Sarah Murnaghan’s family said they were “thrilled” the six-hour surgery to implant adult lungs went smoothly and that she had done “extremely well”.

The family had challenged a US policy relegating under-12s to the bottom of the adult organ donation list.

Analysts have warned the judge’s decision set a dangerous precedent.

The Obama administration declined to intervene in Sarah’s case, arguing transplant policy should be made by doctors and scientists rather than the government.

Children under 12 have priority for paediatric lung donations, but far fewer paediatric lungs are donated than adult lungs.

‘Close to the end’

Sarah’s surgery began around 11:00 local time (15:00 GMT) on Wednesday in Philadelphia.

“Her doctors are very pleased with both her progress during the procedure and her prognosis for recovery,” the family said in a statement about seven hours later.

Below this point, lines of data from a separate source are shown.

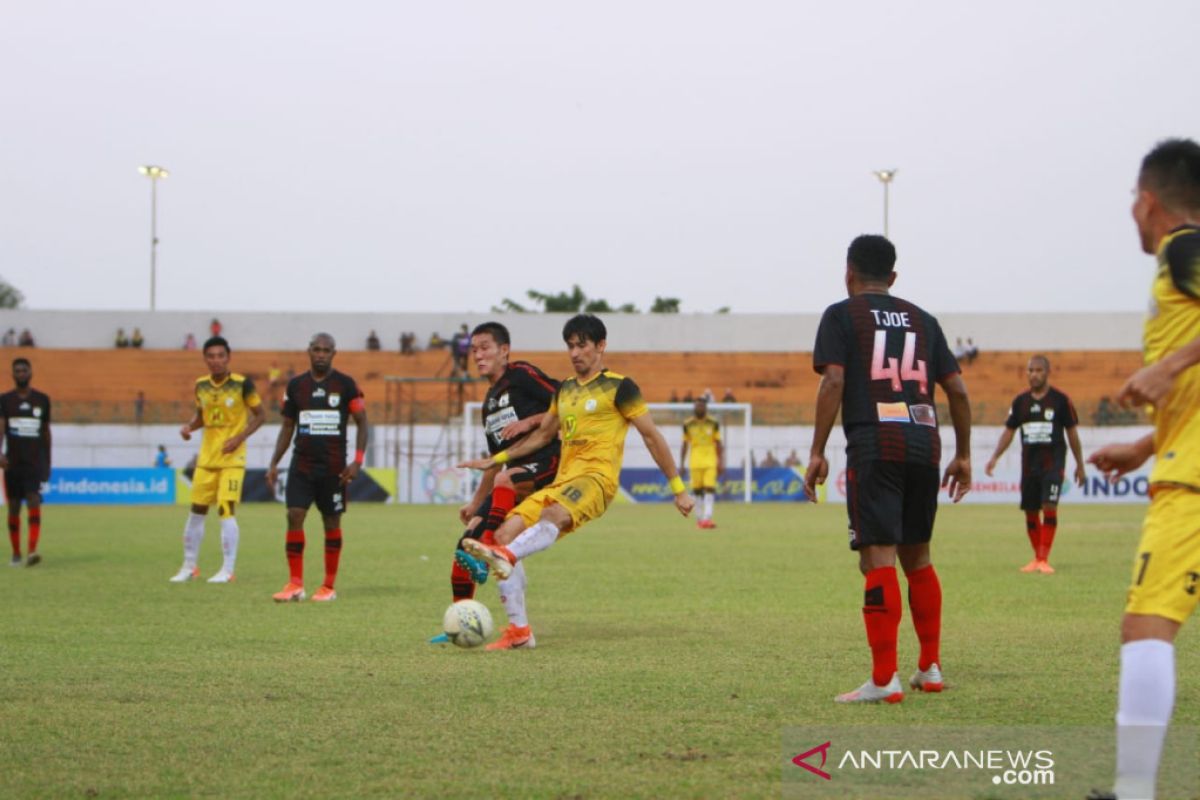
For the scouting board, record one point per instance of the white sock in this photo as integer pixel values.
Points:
(1145, 702)
(513, 595)
(193, 534)
(534, 540)
(229, 536)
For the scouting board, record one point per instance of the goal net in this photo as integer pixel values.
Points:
(736, 420)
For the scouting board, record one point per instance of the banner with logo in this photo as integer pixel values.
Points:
(100, 486)
(372, 485)
(768, 485)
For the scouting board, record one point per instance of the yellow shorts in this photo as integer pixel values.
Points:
(220, 486)
(703, 477)
(1167, 570)
(582, 497)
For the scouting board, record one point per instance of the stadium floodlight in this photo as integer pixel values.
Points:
(886, 178)
(155, 174)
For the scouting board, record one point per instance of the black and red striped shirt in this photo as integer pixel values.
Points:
(322, 413)
(521, 392)
(893, 354)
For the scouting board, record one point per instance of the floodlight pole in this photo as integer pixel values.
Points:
(886, 178)
(155, 174)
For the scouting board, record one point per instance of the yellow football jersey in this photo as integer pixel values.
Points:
(593, 419)
(222, 407)
(702, 437)
(1174, 322)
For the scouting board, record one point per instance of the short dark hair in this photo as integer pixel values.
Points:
(498, 332)
(587, 326)
(1171, 170)
(871, 256)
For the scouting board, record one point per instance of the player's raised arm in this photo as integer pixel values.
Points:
(541, 437)
(829, 392)
(661, 455)
(958, 473)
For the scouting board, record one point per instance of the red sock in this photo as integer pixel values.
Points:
(1033, 529)
(15, 531)
(295, 555)
(333, 554)
(881, 613)
(461, 584)
(35, 528)
(925, 603)
(1049, 528)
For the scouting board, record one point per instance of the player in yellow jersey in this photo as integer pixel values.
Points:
(1165, 582)
(592, 410)
(702, 433)
(229, 410)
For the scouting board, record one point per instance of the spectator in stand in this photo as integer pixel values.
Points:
(960, 349)
(461, 349)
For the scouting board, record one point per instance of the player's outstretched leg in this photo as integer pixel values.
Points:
(519, 635)
(925, 603)
(325, 593)
(1049, 528)
(193, 534)
(35, 531)
(294, 590)
(881, 613)
(1033, 530)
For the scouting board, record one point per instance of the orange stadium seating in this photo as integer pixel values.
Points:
(101, 385)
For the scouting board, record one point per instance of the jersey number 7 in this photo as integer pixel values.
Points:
(909, 367)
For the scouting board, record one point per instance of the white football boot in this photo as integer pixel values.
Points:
(871, 693)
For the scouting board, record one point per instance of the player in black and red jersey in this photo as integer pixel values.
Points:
(317, 408)
(25, 462)
(880, 358)
(1047, 420)
(515, 404)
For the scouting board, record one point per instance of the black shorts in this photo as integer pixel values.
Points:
(1041, 489)
(19, 482)
(527, 479)
(891, 503)
(325, 491)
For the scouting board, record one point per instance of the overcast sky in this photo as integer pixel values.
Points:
(439, 156)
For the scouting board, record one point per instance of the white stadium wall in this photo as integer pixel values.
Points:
(627, 332)
(435, 480)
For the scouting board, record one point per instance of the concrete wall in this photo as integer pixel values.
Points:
(627, 332)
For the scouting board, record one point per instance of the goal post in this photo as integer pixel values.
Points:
(736, 420)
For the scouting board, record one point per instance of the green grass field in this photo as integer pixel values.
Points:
(669, 661)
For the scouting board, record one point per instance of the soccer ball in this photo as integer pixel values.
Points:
(468, 623)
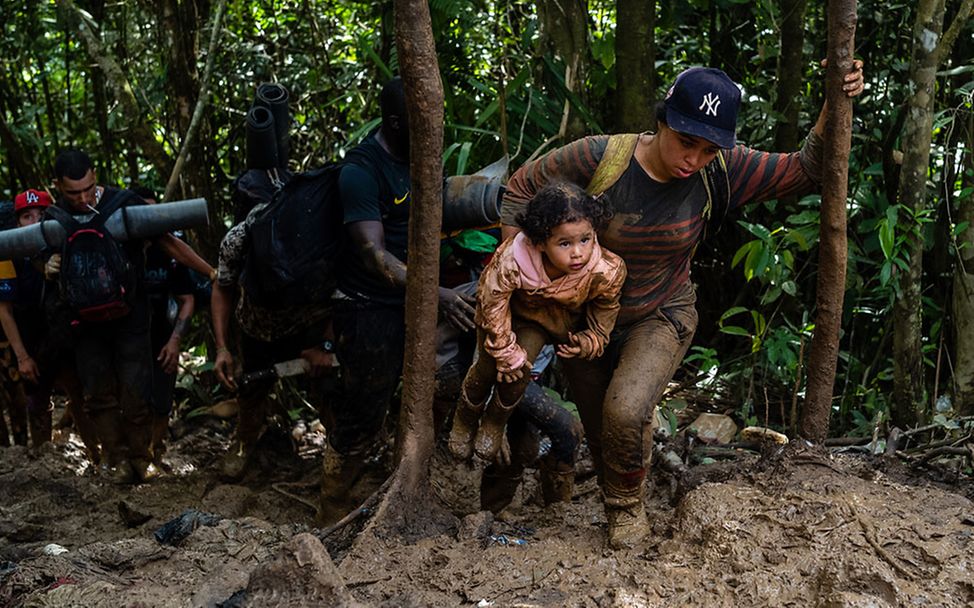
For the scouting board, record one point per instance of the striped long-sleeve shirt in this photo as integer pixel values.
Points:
(657, 226)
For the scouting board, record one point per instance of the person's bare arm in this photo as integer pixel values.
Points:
(184, 254)
(854, 86)
(222, 300)
(168, 357)
(25, 363)
(368, 240)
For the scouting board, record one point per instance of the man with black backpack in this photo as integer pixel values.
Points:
(102, 287)
(369, 303)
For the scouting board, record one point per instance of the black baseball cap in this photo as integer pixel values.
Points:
(704, 102)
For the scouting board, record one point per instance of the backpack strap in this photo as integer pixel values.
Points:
(716, 182)
(614, 162)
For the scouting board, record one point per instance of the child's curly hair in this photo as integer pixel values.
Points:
(561, 203)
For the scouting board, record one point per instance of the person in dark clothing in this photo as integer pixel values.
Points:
(26, 327)
(170, 288)
(114, 357)
(369, 309)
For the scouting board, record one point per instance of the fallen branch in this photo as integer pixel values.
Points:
(358, 512)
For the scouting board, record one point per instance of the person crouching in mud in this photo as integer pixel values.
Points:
(551, 283)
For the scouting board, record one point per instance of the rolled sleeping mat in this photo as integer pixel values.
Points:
(274, 97)
(474, 201)
(138, 222)
(261, 139)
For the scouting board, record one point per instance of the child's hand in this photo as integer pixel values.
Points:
(510, 377)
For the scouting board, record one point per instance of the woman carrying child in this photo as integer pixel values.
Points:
(551, 283)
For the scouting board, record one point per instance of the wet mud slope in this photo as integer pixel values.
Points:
(805, 529)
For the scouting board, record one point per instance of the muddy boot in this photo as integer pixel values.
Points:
(498, 488)
(339, 473)
(466, 417)
(624, 508)
(106, 425)
(490, 436)
(84, 426)
(160, 433)
(557, 481)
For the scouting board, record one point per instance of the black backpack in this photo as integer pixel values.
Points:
(294, 241)
(97, 279)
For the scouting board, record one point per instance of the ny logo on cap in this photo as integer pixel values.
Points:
(710, 104)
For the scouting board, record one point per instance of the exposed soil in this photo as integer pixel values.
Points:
(796, 529)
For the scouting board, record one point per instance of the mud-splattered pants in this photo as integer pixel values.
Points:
(617, 393)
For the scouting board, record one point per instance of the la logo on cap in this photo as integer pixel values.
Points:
(710, 104)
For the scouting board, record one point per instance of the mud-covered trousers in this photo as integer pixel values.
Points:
(259, 355)
(370, 340)
(616, 394)
(114, 360)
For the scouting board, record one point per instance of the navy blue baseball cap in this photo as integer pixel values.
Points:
(704, 102)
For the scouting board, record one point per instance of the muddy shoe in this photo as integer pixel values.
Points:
(490, 436)
(143, 471)
(121, 473)
(465, 421)
(628, 525)
(234, 463)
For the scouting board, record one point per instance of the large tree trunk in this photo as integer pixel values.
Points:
(565, 27)
(408, 509)
(929, 48)
(833, 243)
(635, 65)
(790, 74)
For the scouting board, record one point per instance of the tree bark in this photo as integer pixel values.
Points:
(833, 245)
(962, 306)
(408, 509)
(139, 128)
(635, 65)
(790, 74)
(929, 48)
(565, 27)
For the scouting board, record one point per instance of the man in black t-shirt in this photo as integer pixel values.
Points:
(114, 358)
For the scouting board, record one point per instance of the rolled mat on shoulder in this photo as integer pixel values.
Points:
(261, 139)
(138, 222)
(474, 201)
(274, 97)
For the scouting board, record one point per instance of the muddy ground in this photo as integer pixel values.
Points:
(801, 529)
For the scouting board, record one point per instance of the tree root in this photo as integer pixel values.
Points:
(870, 534)
(364, 508)
(279, 488)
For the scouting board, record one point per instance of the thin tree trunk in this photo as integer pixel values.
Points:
(565, 26)
(929, 48)
(408, 509)
(824, 351)
(139, 128)
(635, 65)
(962, 307)
(204, 94)
(790, 74)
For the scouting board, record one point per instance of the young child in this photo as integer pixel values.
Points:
(551, 283)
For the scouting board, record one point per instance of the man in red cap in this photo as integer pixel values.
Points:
(22, 318)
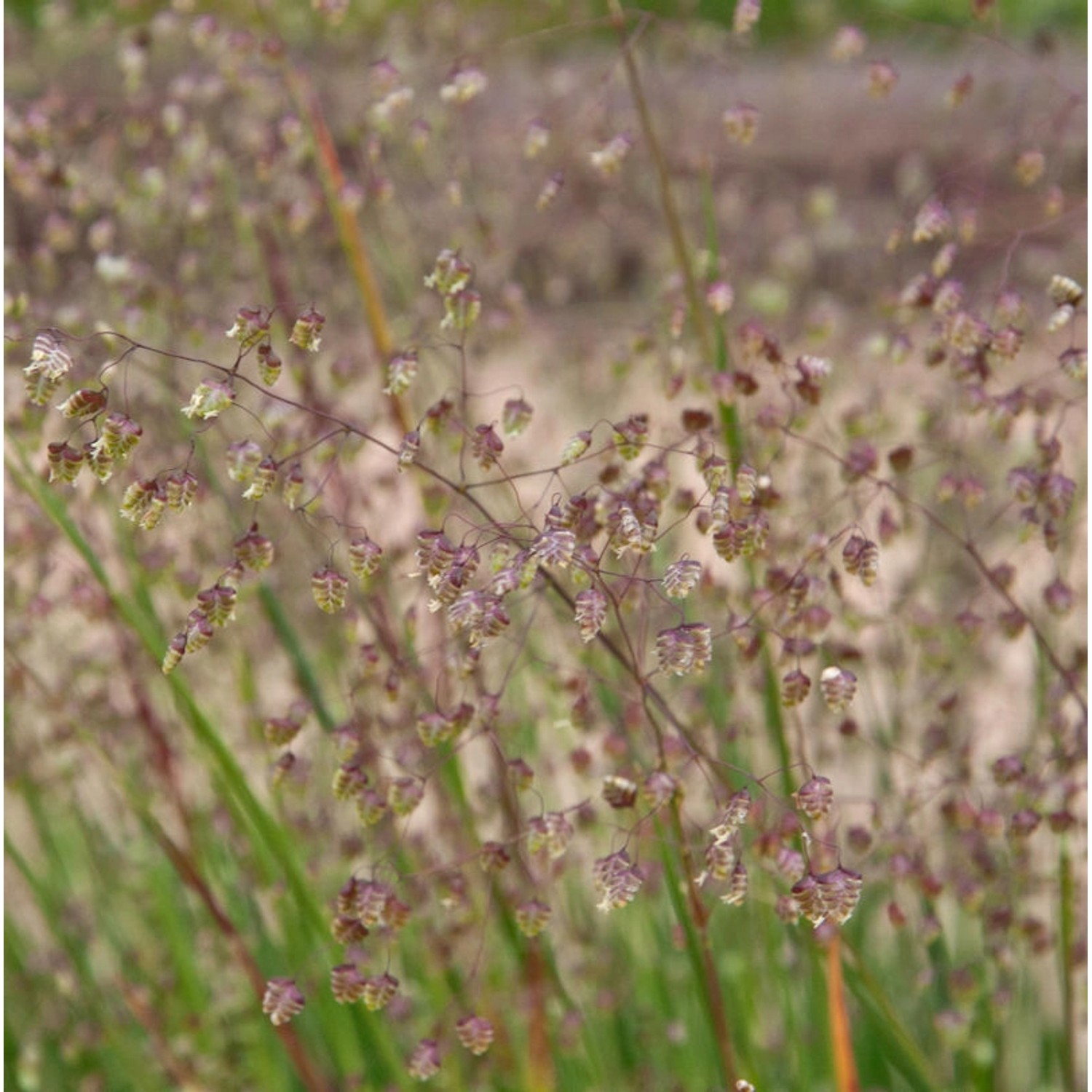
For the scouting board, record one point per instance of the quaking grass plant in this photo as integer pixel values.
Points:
(612, 617)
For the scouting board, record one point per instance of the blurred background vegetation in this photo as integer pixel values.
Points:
(793, 23)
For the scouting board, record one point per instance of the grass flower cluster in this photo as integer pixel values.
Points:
(544, 555)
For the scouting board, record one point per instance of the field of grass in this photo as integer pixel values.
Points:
(561, 563)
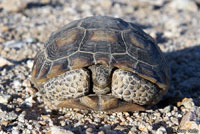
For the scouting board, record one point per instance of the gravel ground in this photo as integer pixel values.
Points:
(26, 24)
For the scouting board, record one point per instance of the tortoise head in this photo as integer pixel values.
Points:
(101, 77)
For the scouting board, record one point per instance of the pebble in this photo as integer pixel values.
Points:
(188, 5)
(161, 130)
(14, 44)
(187, 103)
(13, 5)
(59, 130)
(191, 120)
(4, 62)
(4, 98)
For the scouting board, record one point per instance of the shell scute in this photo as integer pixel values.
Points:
(104, 22)
(62, 46)
(80, 60)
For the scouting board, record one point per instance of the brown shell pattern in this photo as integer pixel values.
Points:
(101, 40)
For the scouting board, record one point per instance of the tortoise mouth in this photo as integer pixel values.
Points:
(94, 83)
(106, 103)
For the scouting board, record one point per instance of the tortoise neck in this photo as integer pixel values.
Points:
(101, 78)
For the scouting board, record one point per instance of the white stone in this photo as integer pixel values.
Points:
(59, 130)
(188, 5)
(4, 98)
(13, 5)
(4, 62)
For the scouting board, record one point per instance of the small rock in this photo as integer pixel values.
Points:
(15, 131)
(14, 44)
(30, 64)
(191, 120)
(188, 5)
(17, 83)
(101, 132)
(106, 4)
(4, 99)
(187, 103)
(29, 101)
(161, 130)
(89, 131)
(30, 40)
(4, 62)
(59, 130)
(13, 5)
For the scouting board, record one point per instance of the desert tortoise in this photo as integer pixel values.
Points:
(101, 63)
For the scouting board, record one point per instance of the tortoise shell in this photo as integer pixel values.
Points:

Her aunt Sharon Ruddock told reporters the lungs had been resized to fit her small body, but her recovery time would probably be extensive because the girl had been unconscious and breathing through a tube since Saturday as her condition deteriorated.

Complications from lung transplants can include rejection of the new lungs and infection.

 “Start Quote

It’s important that people understand that money, visibility, being photogenic… are factors that have to be kept to a minimum”

Dr Arthur Caplan,Bioethicist

Since Sarah’s case came to light, the national organisation that sets organ transplant policy has created a special appeal and review system for young patients.

About 30 children under the age of 11 are on the waiting list for a lung transplant, according to the Organ Procurement and Transplantation Network, out of a total of 1,650 potential lung recipients.

Last week, US District Judge Michael Baylson, who is independent of the Obama administration, ruled Sarah and another child at Children’s Hospital in Philadelphia, 11-year-old Javier Acosta, eligible for a better spot on the adult list.

He found that the US policy amounted to improper age discrimination.

Both children suffer from with cystic fibrosis, a chronic lung disease. Sarah’s condition had worsened significantly in the last 18 months, diminishing her lung capacity to 30%.

Last month she was admitted to the intensive care unit in hospital. Doctors told the Murnaghans that if Sarah were an adult, she would probably be at “the very top” of the lung transplant list.

Ms Ruddock said she was sure that had Sarah not been put on the adult list, “we would have lost her”.

“She was very close to the end,” she said.

US patients on organ waiting lists as of 12 June 2013

  • Kidney: 96,555
  • Pancreas: 1,180
  • Kidney/Pancreas: 2,089
  • Liver: 15,736
  • Intestine: 264
  • Heart: 3,506
  • Lung: 1,650
  • Heart/Lung: 46

Source: Organ Procurement and Transplantation Network

Some analysts warned the intervention of politicians and judges in the cases would set a dangerous precedent.

Dr Arthur Caplan, a bioethicist at New York University Langone Medical Center, said children fared worse than adults after lung transplants, one of the reasons for the existing policy.

“In general, the road to a transplant is still to let the system decide who will do best with scarce, lifesaving organs,” Dr Caplan said.

“And it’s important that people understand that money, visibility, being photogenic… are factors that have to be kept to a minimum if we’re going to get the best use out of the scarce supply of donated cadaver organs.”

Before Sarah, only one lung transplant from a donor older than 18 to a recipient younger than 12 had taken place in the US since 2007, according to US government data.